Keeping the ritualistic beliefs aside, I feel Kaalratri has more to it. It lays an important foundation for a new beginning.
A day to rest: Marriage ceremonies in India is not just a one-day affair. So, after the hectic marriage, which includes fasting, pujas, bridalwear, makeup etc., both the bride and the groom need to rest and rejuvenate themselves to enjoy the rest of the things. Kalratri is a good way to give the couple time to relax and freshen up.
An afternoon to prepare: A girl undergoes a lot of changes after marriage. She needs to prepare herself for her new life. She comes into a completely new environment and she needs time to understand and adjust. So, this day gives her that opportunity.
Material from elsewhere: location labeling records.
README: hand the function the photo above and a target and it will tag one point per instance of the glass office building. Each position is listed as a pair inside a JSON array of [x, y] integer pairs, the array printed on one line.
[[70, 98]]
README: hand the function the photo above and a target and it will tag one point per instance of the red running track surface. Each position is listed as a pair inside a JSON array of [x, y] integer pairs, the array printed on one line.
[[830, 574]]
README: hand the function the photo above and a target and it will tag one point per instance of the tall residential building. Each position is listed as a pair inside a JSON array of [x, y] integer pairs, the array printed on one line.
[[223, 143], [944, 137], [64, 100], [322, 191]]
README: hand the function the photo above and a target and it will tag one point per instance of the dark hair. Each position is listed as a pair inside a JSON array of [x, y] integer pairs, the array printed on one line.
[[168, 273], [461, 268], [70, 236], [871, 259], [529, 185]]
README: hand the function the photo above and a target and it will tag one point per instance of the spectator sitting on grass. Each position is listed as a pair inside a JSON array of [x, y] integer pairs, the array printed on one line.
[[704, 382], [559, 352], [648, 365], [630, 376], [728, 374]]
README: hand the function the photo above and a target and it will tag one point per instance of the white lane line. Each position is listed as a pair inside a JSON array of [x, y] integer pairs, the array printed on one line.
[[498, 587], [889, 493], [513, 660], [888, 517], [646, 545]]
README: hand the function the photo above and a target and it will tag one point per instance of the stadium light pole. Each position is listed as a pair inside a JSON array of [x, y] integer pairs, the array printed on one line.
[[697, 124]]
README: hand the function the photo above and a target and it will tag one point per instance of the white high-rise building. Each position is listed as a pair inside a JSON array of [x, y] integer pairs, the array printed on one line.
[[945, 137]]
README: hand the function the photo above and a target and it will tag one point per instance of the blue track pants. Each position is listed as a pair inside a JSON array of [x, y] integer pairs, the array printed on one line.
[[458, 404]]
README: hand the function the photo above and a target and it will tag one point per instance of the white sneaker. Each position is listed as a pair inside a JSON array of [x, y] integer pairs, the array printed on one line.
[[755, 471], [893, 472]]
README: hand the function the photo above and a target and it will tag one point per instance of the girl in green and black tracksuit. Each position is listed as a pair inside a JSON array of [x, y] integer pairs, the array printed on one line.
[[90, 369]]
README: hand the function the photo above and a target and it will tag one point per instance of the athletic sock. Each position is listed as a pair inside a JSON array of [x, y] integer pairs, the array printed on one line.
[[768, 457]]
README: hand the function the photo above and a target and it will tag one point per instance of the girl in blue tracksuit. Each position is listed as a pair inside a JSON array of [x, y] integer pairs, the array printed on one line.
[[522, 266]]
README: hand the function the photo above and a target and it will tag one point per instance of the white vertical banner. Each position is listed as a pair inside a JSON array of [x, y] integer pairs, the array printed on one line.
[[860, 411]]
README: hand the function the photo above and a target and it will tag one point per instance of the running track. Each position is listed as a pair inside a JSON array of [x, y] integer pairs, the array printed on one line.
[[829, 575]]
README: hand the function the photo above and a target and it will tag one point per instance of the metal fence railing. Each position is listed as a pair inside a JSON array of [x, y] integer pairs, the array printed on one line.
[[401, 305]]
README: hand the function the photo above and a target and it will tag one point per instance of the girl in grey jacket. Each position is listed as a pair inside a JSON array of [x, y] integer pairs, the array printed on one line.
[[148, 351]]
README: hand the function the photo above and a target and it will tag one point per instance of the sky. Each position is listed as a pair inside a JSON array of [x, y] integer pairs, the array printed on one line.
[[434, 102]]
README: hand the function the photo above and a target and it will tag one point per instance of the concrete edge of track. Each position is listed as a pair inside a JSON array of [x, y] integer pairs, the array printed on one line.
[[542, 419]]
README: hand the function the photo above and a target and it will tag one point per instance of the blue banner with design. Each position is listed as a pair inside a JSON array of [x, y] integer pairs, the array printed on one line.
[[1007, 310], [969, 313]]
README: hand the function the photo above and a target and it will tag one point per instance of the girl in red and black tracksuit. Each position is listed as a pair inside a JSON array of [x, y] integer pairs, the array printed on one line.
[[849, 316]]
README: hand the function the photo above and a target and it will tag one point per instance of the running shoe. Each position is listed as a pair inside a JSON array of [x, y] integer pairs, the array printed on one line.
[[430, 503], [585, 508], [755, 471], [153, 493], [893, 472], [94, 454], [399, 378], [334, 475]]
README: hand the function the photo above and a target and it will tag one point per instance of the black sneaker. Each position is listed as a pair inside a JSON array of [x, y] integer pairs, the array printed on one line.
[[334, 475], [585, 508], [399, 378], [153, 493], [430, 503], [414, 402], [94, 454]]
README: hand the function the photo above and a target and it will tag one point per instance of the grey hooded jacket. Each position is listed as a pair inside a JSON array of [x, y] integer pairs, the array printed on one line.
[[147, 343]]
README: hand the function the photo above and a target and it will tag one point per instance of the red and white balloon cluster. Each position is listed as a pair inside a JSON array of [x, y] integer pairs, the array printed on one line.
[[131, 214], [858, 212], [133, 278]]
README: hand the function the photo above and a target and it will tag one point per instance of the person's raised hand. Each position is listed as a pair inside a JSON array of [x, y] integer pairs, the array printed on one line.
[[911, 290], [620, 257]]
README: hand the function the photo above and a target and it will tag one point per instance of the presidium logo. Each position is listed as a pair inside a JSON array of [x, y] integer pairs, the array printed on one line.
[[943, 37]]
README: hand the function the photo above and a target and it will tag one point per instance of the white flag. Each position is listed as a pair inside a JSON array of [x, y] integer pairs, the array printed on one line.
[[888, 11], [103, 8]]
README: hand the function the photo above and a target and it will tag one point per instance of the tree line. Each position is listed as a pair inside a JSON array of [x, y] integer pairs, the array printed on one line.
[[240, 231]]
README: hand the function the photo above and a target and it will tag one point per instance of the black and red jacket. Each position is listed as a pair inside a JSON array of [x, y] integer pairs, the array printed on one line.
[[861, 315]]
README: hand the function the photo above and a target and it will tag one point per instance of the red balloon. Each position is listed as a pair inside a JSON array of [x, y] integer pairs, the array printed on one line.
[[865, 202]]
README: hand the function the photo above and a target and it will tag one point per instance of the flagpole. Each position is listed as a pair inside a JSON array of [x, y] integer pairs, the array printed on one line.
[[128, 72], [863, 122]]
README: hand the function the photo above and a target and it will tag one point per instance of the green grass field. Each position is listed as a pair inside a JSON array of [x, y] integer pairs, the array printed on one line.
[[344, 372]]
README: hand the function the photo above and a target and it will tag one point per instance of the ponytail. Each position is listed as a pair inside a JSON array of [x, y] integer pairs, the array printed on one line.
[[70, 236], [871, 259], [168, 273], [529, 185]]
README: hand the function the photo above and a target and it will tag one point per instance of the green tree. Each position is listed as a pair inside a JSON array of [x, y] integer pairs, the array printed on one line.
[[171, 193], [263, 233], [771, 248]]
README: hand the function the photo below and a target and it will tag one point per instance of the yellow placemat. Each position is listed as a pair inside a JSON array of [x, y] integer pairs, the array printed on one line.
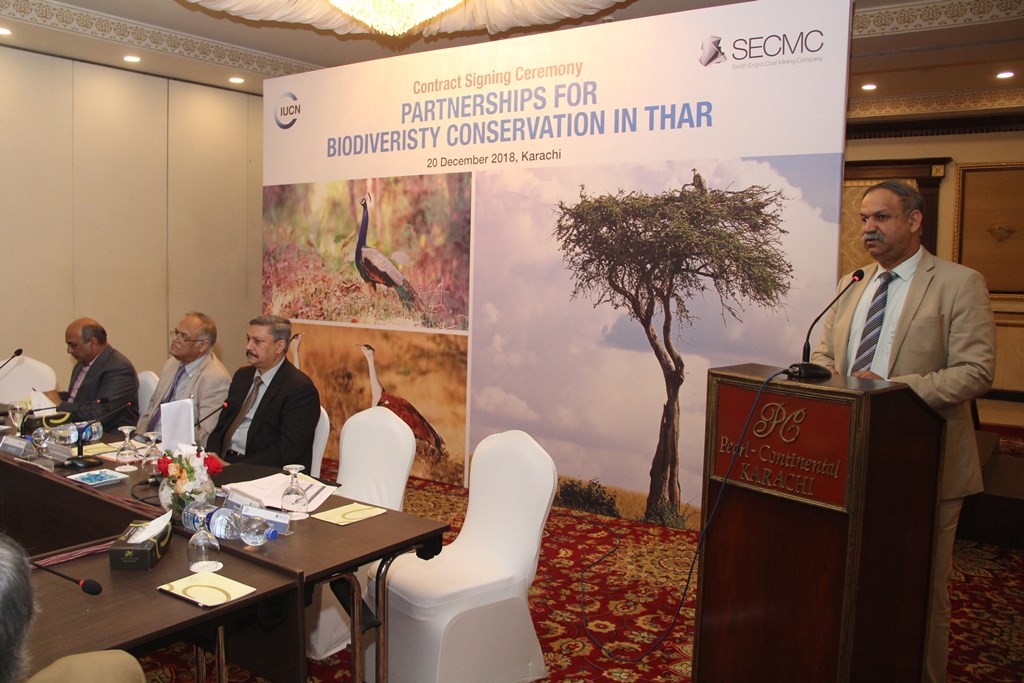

This is not only true for the bride but the groom too, as he is also preparing for a new journey.
An evening to interact: This is also a great opportunity to interact with the in-laws and relatives. The bride gets to meet new people, socialize with them, and get accustomed to the guests. This is probably the first time, she actually gets to know the names and faces of many relatives. She can also get like-minded people to help her, make friends and enjoy some lighter moments of fun in the new house. It is a good way to relieve the stress, apprehensions or fear if any.
A night to accept: Finally, the night comes with a hope for a new day, a new beginning, a new ceremony (Bou-bhaat) and a new journey altogether. Both the bride and groom sleep separately. It is like the final moments of singlehood hood and they accept to start a new relationship, thereafter.
Many of our rituals and ceremonies seem irrelevant, unimportant or outdated, but the underlying intention might be something good. They have social, personal and psychological interpretations as well. For me, it was a ‘night to remember’, a fond memory of my marriage album.
The precious moments and memories of life like birth, marriage, relationship, etc. are beautiful, so enjoy every aspect of it, even if that means doing ‘just a silly ritual’, yes of course if ‘you believe in it’.